Между тем стемнело, и наступила ночь. Мы с Кариной сидим впотемках внизу, в гостиной. Я – на маленьком кожаном диванчике оранжевого цвета, купленном в ИКЕА, хотя так не скажешь, пока не встретишь такой же, но бордовый, черный или коричневый у друзей – одного, второго, третьего… Карина сидит на полу, на подушке. Время от времени она сжимает и теребит один из уголков подушки, поигрывая с ним, или принимается ее взбивать, словно готовя постель для куклы. Сейчас, записав все это, я, возможно, придаю сказанным ею фразам присущий мне ритм, тон и построение. Я вспоминаю наш с ней разговор, но передаю его своими словами, поскольку, когда мы рассказываем о том, что нас окружает, мы всегда говорим своим языком, смотря на все своими глазами, по-своему осмысливая. Нам думается, что мы беспристрастны, испытывая единственно возможные чувства, которые, тем не менее, никогда не перестают быть нашими и только нашими, отличными от чувств других людей. Карина говорит более отрывисто, скупыми, короткими фразами, у нее гораздо меньше сомнений. Иногда ее тон становится саркастическим и таким чужим для меня, что я просто неспособен его передать. Она говорит решительно, безапелляционно, часто повторяясь, будто предвидя, что ей возразят, и слова, сказанные ей, становятся резкими. Постепенно голос Карины звучит все глуше. Я сказал бы, что по мере того, как в комнате меркнет свет, затихает и голос, словно приспосабливаясь к полумраку. Я боюсь, что когда наступит кромешная тьма, он умолкнет совсем. Между нами устанавливается атмосфера доверительной близости, и у меня возникает желание бросить вторую подушку на пол, сесть рядом с Кариной, положив голову ей на колени и продолжая слушать историю ее сестры.

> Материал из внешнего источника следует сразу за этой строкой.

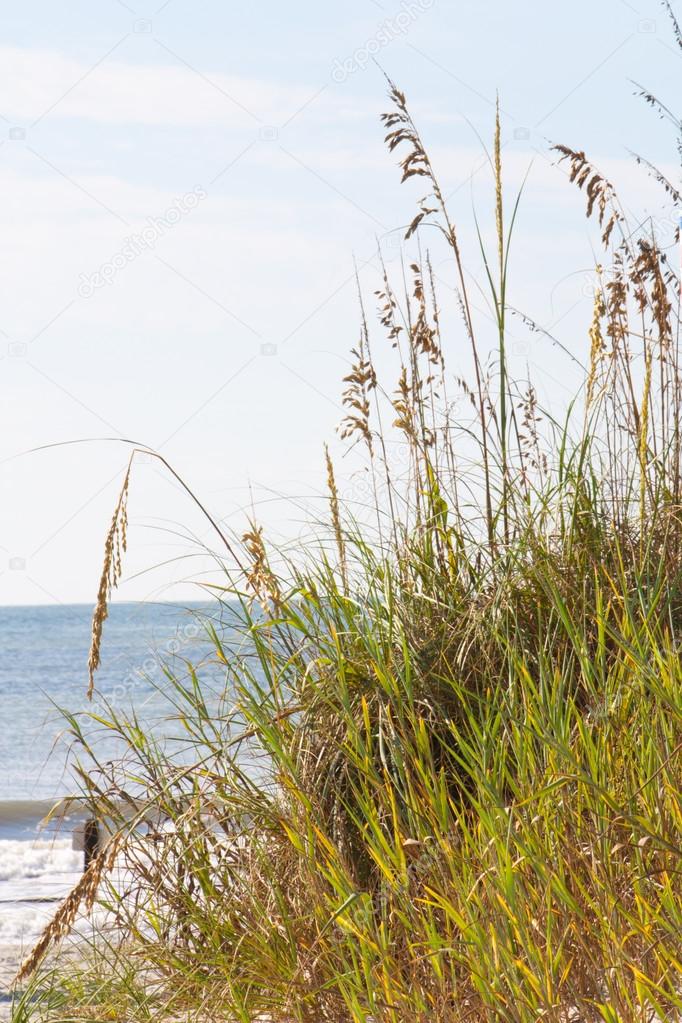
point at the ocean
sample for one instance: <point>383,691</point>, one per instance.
<point>43,667</point>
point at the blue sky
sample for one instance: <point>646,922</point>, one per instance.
<point>244,140</point>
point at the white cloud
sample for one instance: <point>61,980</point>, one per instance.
<point>34,82</point>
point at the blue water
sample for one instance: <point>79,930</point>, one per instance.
<point>44,662</point>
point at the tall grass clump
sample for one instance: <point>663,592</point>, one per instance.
<point>441,777</point>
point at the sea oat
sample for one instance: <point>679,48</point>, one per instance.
<point>82,896</point>
<point>115,546</point>
<point>335,516</point>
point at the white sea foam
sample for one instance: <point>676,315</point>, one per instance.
<point>34,875</point>
<point>28,860</point>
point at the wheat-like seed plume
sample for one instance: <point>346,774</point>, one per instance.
<point>643,431</point>
<point>260,577</point>
<point>499,218</point>
<point>115,547</point>
<point>81,896</point>
<point>597,346</point>
<point>335,516</point>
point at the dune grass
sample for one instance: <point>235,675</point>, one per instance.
<point>445,784</point>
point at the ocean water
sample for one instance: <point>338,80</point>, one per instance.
<point>43,667</point>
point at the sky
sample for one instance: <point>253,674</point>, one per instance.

- Поскольку, вопреки тому, что я сказала маме, чтобы успокоить ее, время шло, а Клара не возвращалась (речь идет скорее о неделях, нежели о месяцах), я все больше тревожилась. Из разговоров наших общих знакомых я узнавала о ней, следила за ней издали, иногда подходила, увидев ее сидящей на грязном одеяле или просящей денег у прохожих. Она не протягивала руку, как нищие с карикатур, а приветливо улыбалась, как панк-шутник, играючи просящий деньги ради прикола. Но своей приветливостью она обычно не добивалась того, чтобы ей дали динеро, сигарету, или хотя бы задержались. Наоборот, люди ускоряли шаг, словно испугавшись чего-то в этой девушке, почти что ребенке, в этом темном ангеле, заставлявшем их увидеть ту сторону бытия, которую почти никто не хотел познавать.
Особенно мне нравилось наблюдать за ней исподтишка, когда она играла с собаками, резвилась, носясь с ними по площади, подзывая их, прыгая и кувыркаясь. И тогда я снова встречалась с той Кларой, которую знала. В эти минуты она разрушала покрывавшую ее коросту черствости и бессердечия, чтобы выйти к свету и раскрыть передо мной ту веселую, жизнерадостную, ребячливую сестренку, полную мечтаний, которую мне хотелось защитить. Но потом она садилась, закуривала сигарету, надевала наушники и скрывалась в том мрачном мире, который она возводила, чтобы впоследствии жить в нем.
Когда я убедилась в том, что Клара сама и не собиралась возвращаться, я отправилась на площадь, но не следить за ней, а поговорить. Тебе я признаюсь, что не решилась пойти в дом, по моим предчувствиям, занятый всяким сбродом – мелкими продавцами наркоты, сломленными, язвительными людьми. Я предпочла отыскать ее на открытой площади, там, где она обычно сидела с пятидесятилетним панком. Клара просила деньги, когда я подошла к ней. И вот тогда она протянула ко мне руку ладонью вверх, словно желая показать мне этим жестом, что нас не связывали никакие узы, что я была еще одна прохожая. А может быть, она сделала это потому, что вдруг почувствовала себя неудобно в своей роли и выходила из нее, преувеличенно-фальшиво шутя. Я схватила руку сестры, которая была ее защитой и границей, обняла и поцеловала Клару.
- Пойдем, я угощу тебя пивом, – сказала я сестре.
- Лучше дала бы сто песет, – не очень уверенно возразила она, но направилась за мной на веранду бара, сделав знак своему приятелю и показывая, куда мы пошли. Тот не отозвался.